Possibly with matching sundresses.
And the end of April, Amy Frietag posted some art that cropped up in her neighbourhood, saying “Sure is a sign of the times.”
I’m fascinated by this, because it shows the power of a visual.
The sculpture is obviously showing the SARS-CoV-2 coronavirus. But SARS-CoV-2 didn’t really exist in the public imagination even a few months ago. If you had put up a white ball with red spikes in February or even March, I doubt people would have thought, “coronavirus.” It’s because of the illustration made by CDC illustrators Alissa Eckert and Dan Higgins that we now have a shared visual “identity” for the virus.

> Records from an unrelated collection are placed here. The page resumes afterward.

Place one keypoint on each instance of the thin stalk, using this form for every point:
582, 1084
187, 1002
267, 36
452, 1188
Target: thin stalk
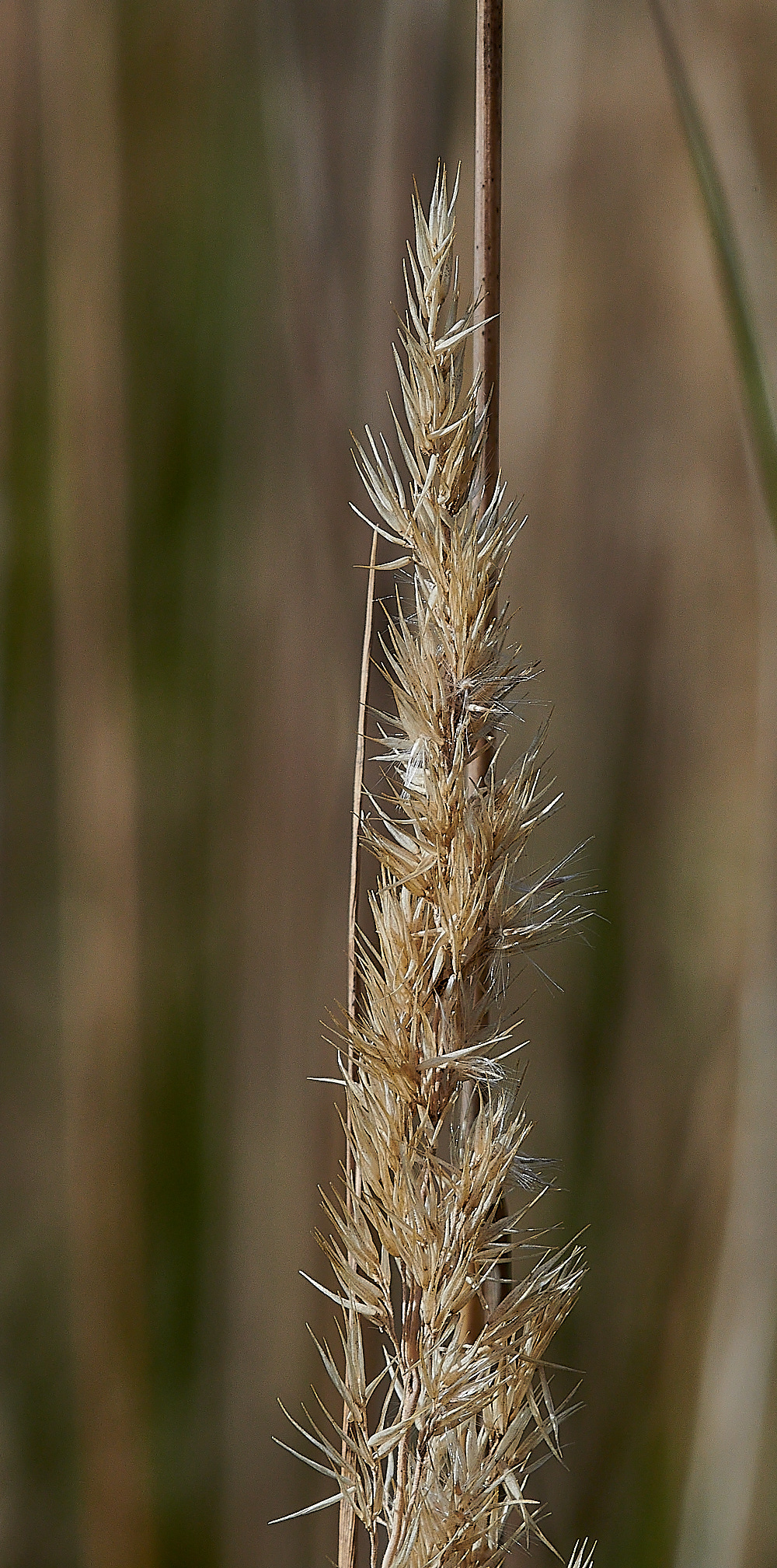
488, 225
347, 1526
486, 356
757, 391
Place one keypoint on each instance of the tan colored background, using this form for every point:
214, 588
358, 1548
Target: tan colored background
203, 214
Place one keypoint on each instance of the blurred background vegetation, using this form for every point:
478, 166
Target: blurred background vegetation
203, 215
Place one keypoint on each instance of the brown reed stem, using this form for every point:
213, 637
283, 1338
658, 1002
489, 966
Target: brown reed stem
488, 225
347, 1526
486, 354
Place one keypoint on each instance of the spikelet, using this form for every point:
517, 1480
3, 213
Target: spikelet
437, 1451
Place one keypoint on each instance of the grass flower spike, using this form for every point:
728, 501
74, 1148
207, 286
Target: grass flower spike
437, 1449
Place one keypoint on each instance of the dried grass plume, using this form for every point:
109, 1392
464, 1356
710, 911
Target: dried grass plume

And it is definitely the Eckert and Higgins illustration that is the source material here. Because a virus doesn’t have colours. There is no particular reason to make a sculpture of the virus white with red spikes, except because the CDC illustration is white and red. Eckert and Higgen chose those colours to signal that the virus was a serious threat, not because there was any scientific reason to pick them.
So research conferences are cancelled. Now what?
Hat tip to Melissa Vaught.
How to use bold type effectively.
That’s only one example; the article has more!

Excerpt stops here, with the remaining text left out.